A major advantage of the Constant score is its popu­larity, which allows for comparison between various studies. However, despite its popularity, there have been several criticisms of this score, including its only “fair” reliability. This lower reliability is likely related to the objective measurements (e.g., strength and ROM components) that make up 65% of the score. In the initial publication, measurement techniques were not described in a standardized format, leading to subsequent publication of guidelines on appropriate techniques for administration of the instrument with specific reference made to the strength measurement component. Compared with patient-recorded outcome measures, the Constant score is also more difficult to administer since a large portion of the score is derived from observer-based measurement ; if patients are unable to return for follow-up examination, data collection is considered incomplete as telephone or mail-in questionnaires are not possible. Floor effects for trauma patients and ceiling effects for instability patients have also been noted. Ceiling effects are common with most instability-specific scores due to the unique clinical presentation of shoulder instability compared with other shoulder pathologies.

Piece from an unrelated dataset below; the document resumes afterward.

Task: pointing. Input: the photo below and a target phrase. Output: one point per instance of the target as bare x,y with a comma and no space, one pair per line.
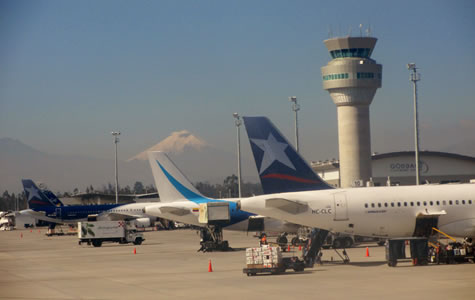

There is only one pain scale in the Constant score, which likely yields an inadequate representation of a patient’s pain since patients often experience different amounts of pain depending on their activities. Improving the accuracy of the Constant score by using the uninjured (i.e., contralateral) shoulder as a reference to yield an “individual relative Constant score” has been suggested; however, this method would be problematic for patients with bilateral shoulder disorders. Due to some of these potential problems with the Constant score, at least two authors have advised against its use in randomized controlled trials.


American Shoulder and Elbow Society Score


The ASES Score outcome measure was developed in 1994. This instrument consists of a patient self-assessment section that can be completed independently and a clinician-assessment section regarding the patient’s ADLs; however, the final score only includes the patient self-assessment section (100 points total: pain, 50 points; function, 50 points). The MCID has been reported as 12 to 17 points for rotator cuff pathology, while a lower estimate of 6.4 has been reported for general shoulder conditions.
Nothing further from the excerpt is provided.